A PC is just a PC, right? Apart from a few notable exceptions that's broadly true. But the exceptions are significant, particularly where they are designed and built for specific locations. A good example is the RM One, ubiquitous in UK schools (125,000 sold) and now even appearing in local libraries.
That's what happens when design is focused on customers and context. Now watch out for a generation of new RM Ones that are tougher, safer, greener, more communicative (integral webcams) and ultimately more useful - and RM has even put back the carry handles to make them more mobile.
RM has been scoring highly in new-build school contracts partly through its attention to sustainability issues. More than half of its machines are "ecoquiets". As the name suggests, power consumption is low, some use a proportion of recycled materials and they are most definitely quiet. The new RM One I used (available April 20) was quieter than the MacBooks with which it shared desk space - and they are not exactly noisy.
You can pick a model from a very wide range of configurations. This one was an RM Ecoquiet 965 with Vista Business operating system, Intel Core 2 Duo T8100 (2.10GHz) 2Gb Ram memory, 300Gb hard disc, 4 USB slots in front with firewire and audio in and out, on/off button on front, 9-in-one-card reader (great for adding data from digital cameras and suchlike), and a 19-inch quality, toughened-acrylic screen with its own side controls including on/off for screen and eco mode.
This machine was used for web work, writing and lots of graphics. It was smooth, efficient and silent at all times. It generated no discernible heat. The small footprint made it a good space saver, and it's actually not as tall as its predecessor. The new RM One is also a good mover, ie it's on rollers that allow it to be rotated with ease (but not moved freely) and the screen can be raised and tilted and even locked into position. To ensure it doesn't move to an undesirable new owner (ie a thief), it even comes with a thick steel bolt for permanent fixing.
The new RM One's appropriateness for school use is evident from set-up. Cables can be clamped in the rear connection "cave", the cover for which is fitted with security screws (the same as all external screws). This machine did not have wifi, but a wifi dongle inserted into one of the front USB slots gave internet connectivity in an instant.
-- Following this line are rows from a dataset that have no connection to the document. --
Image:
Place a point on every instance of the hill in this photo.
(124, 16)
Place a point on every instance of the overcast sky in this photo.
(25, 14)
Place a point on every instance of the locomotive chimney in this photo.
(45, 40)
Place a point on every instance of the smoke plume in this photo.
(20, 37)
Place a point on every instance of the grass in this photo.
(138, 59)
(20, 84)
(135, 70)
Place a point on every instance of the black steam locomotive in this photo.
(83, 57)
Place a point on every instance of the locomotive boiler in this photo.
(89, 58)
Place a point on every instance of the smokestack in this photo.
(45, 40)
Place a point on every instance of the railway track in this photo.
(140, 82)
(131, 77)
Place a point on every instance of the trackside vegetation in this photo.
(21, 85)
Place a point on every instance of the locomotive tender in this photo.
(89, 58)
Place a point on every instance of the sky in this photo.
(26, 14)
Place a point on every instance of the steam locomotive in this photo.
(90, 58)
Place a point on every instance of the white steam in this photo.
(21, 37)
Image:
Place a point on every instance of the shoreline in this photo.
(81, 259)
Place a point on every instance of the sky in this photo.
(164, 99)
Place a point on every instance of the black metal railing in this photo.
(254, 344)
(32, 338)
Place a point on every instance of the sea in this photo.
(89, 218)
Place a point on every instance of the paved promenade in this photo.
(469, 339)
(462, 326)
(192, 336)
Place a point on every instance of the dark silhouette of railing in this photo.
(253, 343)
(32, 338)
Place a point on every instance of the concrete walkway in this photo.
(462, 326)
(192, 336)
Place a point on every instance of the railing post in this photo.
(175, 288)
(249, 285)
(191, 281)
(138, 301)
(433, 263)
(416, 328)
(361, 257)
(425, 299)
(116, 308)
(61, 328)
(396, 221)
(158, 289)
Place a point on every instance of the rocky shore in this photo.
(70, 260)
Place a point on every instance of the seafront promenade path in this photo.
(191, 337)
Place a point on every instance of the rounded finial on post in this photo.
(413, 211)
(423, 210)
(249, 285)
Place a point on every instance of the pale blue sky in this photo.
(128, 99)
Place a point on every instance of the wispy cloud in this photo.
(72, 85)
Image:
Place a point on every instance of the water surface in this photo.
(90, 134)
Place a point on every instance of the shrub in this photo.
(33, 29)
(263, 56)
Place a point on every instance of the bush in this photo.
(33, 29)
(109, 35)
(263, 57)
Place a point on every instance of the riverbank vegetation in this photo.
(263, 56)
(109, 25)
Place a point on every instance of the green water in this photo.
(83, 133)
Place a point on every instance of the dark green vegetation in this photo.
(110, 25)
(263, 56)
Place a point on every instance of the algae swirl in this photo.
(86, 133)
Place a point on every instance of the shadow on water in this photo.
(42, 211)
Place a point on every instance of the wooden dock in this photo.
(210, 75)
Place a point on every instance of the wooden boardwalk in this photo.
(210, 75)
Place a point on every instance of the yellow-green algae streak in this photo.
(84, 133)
There were no problems and the only reservation was with the keyboard which was slightly spongy. But that is not an issue as RM offers a variety of alternative keyboards.
In a mainly Apple establishment looking for a suitable PC, the prompt collection of the review model of the new RM One was a sad moment. It had proved its worth, and quickly, and would have been a welcome permanent fixture. It's probably the nearest a PC will get to an iMac and remain practical (eg features like USB connections in front).
For a school wedded to Windows the new RM One is a welcome development. It is one of the most appropriately designed PCs available. Of course it's worth looking around as competition in the market with rivals like Viglen means that there are alternatives to consider; but this machine is solid, versatile and, with its new, integrated webcam, a great all-rounder. And coming from a company that takes support seriously you know there will be more - next will be a touch-screen. If the Goverment pursues its new open source policy for the public sector with vigour you can expect to see one with Linux/Edubuntu some time in the near future too.
New RM One
Updated version of RM's popular all-in-one PC for education. Available April 20, 2009. Comes with a one-year on-site warranty as standard. Prices start at around £600 (review machine £749).
What's new: improved, space-saving design; integrated webcam; 9-in-1 memory card reader; integrated carry handle; height-adjust lock for screen.
Coming next: touch-screen.
Possibles: 22-inch screen; open source.